These great raw materials, coupled with the ‘staycation’ boom of the pandemic years, has seen a flourishing restaurant scene rapidly replace the bucket-and-spade grub of yesteryear.
Perhaps most emblematic of the recent resurgence is the return of destination dining poster-boy Rob Thompson as chef-patron of North House, a quaint townhouse hotel in the winding lanes of West Cowes. Launching with a bistro-style menu, dishes such as chicken liver parfait with red wine jelly and shallot brioche, or hand-cut saffron spaghetti with local lobster and whey butter show off all the refined precision that have won Rob a host of loyal fans.
Just across town is The Smoking Lobster’s newest outpost: a slick, modern set up where pan-Asian flavours meld with local seafood and an abundance of fries, slaw and inventive cocktails. Also in town is perhaps the island's most eccentric dining experience where in an old, tiled butchers shop, Call it What you Want offers no menu or drinks list, only Creole-inspired food (the voodoo ribs are absolute magic) - far more than most diners can possibly polish off - followed by tequila shots for pudding. It's a riot.
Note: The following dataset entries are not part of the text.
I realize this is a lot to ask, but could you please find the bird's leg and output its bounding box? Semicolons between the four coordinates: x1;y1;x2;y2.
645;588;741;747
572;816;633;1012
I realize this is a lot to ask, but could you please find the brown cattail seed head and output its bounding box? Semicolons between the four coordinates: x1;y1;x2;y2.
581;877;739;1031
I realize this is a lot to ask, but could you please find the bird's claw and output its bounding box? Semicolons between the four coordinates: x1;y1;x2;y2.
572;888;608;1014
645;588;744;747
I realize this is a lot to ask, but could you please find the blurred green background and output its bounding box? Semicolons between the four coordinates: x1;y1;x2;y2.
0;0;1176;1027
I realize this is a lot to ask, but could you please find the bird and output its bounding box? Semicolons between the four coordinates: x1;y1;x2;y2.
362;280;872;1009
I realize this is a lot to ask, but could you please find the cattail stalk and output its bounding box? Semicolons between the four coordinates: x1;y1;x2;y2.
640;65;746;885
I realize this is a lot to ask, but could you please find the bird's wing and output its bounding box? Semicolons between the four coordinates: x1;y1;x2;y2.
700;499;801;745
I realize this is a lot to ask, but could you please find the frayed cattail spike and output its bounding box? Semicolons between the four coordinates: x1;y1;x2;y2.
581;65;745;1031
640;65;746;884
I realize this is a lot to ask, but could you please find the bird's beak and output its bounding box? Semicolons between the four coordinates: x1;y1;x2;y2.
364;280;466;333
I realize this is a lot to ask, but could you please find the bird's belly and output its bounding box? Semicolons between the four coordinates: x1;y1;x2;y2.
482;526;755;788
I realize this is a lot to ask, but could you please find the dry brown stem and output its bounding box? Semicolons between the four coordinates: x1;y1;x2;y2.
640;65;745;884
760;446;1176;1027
Head down the coast to Yarmouth, where you might stop for a tuna tartare and lemon sole Grenobloise at The George Hotel’s Ibiza-inspired beach club (overseen by chef-consultant Claude Bosi, no less), or cross the street to The Terrace, a casual bistro with unbeatable views, and where local produce is taken seriously. Some say the complimentary focaccia is ‘worth the price of the ferry alone’. Look out for locally-reared rose veal, venison or nanny goat, or the kitchen’s take on the crab and chips, the Isle of Wight’s regional specialty.
A quick trip up the Yar River brings you to The Red Lion, a hidden gastronomic gem in Freshwater where braised beef crumpets with horseradish, and pork belly, fritter and cheek are must-try dishes. Both are best enjoyed with a pint of foaming local ale.
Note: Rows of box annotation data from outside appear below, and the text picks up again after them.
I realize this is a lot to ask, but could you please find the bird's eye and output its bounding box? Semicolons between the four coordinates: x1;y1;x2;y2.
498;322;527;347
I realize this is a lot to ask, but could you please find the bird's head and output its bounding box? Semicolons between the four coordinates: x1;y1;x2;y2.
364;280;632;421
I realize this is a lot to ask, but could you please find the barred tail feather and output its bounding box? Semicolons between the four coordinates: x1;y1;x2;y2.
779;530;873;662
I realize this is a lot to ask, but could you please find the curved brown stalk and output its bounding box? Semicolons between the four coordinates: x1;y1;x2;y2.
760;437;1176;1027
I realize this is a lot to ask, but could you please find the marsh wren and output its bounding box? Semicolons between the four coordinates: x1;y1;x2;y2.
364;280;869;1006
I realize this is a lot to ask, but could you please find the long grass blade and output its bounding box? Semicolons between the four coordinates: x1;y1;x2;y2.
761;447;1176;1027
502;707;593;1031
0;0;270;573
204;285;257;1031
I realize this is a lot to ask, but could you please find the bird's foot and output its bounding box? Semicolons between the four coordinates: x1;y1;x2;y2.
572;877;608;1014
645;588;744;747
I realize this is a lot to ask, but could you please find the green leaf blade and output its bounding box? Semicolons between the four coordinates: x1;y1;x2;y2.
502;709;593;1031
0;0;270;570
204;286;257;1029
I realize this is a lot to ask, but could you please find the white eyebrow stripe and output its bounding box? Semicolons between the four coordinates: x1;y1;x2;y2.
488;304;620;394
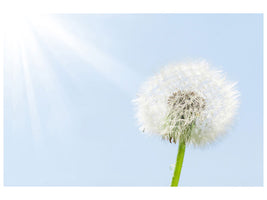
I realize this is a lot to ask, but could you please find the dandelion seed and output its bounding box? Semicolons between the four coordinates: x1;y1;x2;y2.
134;61;239;186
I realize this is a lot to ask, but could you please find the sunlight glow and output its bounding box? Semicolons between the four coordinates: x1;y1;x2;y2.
4;15;138;138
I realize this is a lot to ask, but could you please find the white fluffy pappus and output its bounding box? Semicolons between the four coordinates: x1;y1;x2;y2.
134;61;239;146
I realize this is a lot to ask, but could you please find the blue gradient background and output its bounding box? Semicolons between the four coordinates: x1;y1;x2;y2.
4;14;263;186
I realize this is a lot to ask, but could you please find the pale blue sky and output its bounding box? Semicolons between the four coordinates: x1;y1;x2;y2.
4;14;263;186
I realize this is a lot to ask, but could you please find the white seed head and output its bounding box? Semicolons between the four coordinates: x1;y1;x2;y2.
134;61;239;146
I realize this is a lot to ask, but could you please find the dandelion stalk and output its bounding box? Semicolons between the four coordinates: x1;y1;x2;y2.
171;140;186;187
134;60;239;186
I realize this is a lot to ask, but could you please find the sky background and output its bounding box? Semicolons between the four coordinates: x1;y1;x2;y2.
4;14;263;186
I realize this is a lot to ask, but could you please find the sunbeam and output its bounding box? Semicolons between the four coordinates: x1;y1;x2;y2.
4;16;139;138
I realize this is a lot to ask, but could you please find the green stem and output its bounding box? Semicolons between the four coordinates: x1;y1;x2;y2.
171;140;186;187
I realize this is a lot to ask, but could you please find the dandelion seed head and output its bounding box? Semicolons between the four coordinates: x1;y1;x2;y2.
134;61;239;146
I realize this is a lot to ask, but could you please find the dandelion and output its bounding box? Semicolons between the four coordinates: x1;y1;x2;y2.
134;61;239;186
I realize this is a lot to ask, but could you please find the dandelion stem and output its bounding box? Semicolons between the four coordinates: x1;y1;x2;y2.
171;140;186;187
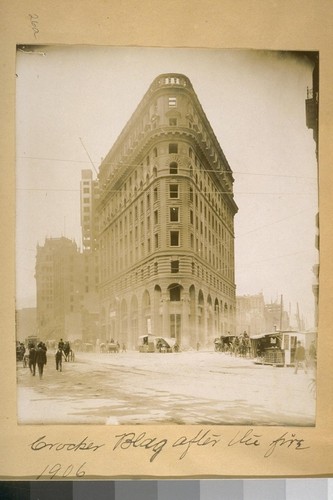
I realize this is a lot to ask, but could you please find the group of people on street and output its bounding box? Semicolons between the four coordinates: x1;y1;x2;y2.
20;339;70;379
28;342;47;378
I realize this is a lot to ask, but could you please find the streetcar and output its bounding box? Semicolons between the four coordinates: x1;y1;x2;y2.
250;330;316;366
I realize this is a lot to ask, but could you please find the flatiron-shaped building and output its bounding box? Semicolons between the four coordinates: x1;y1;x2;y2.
97;74;237;349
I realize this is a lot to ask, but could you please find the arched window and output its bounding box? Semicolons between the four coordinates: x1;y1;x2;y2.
169;284;181;302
Following the coast further to , The Crab Shed, tucked-away in sea-facing Steephill Cove is prized for its simple, unblemished seafood. The town itself is a more exuberant gastronomic hotspot. Cantina serves delicious brunches; Tramezzini’s does creative pan-Asian, possibly better than anywhere else on the island; down on the seafront, the original Smoking Lobster site has really benefited from hiring ex-Hut and Royal chef Ben Chamberlain – his Sichuan scallop Kiev and sweet and sour octopus bruschetta are treats.
The highlight here, though, is The Hamborough, relishing a long-overdue renaissance under Chef Matt Tomkinson. Cured chalk stream trout with summer vegetables and elderflower vinegar butter sauce, and roast chicken with asparagus, poached butter beans and Alcace bacon set the standard for refined dining on the island. The relaunched wine list is an absolute blessing.
For those craving spice, head to Sandown, where Eastern Eye serves traditional Indian food. Light, fluffy pizza that outclasses the best of Hampshire can be found on kitschy, beach-side Sandown Boulevard where, among other street traders, Rollins Pizza flame-bake combinations such as roasted mushrooms and Isle of Wight Blue cheese, and mascarpone with rosemary potatoes and Italian sausage.
Bembridge Harbour is home to floating restaurant The Best Dressed Crab, where the main attraction is just what the name suggests. Close by in Ryde, The Heron is a tiny, Scandi-inspired space – just 14 covers or thereabouts - with a completely open kitchen. The tasting menu might feature smoked eel, walnuts, grapes and apple, or a simple plate of grilled local mushrooms with herbs and pumpkin seeds. If you’re lucky, a slow-roast sirloin of island beef with truffle mayo and confit potato terrine might well appear too.
Those craving a liquid-only night of recuperation should visit the Needles, then pop over to the Highdown Inn in Toland where you’ll find superbly poured Guinness and an ever-changing selection of local and non-local real ales. Aspiring poseurs will find greater satisfaction in a magnum of rose at Chelsea-by-the-sea favourite, The Hut, where banging tunes are played against the backdrop of the crystalline waters of Colwell Bay.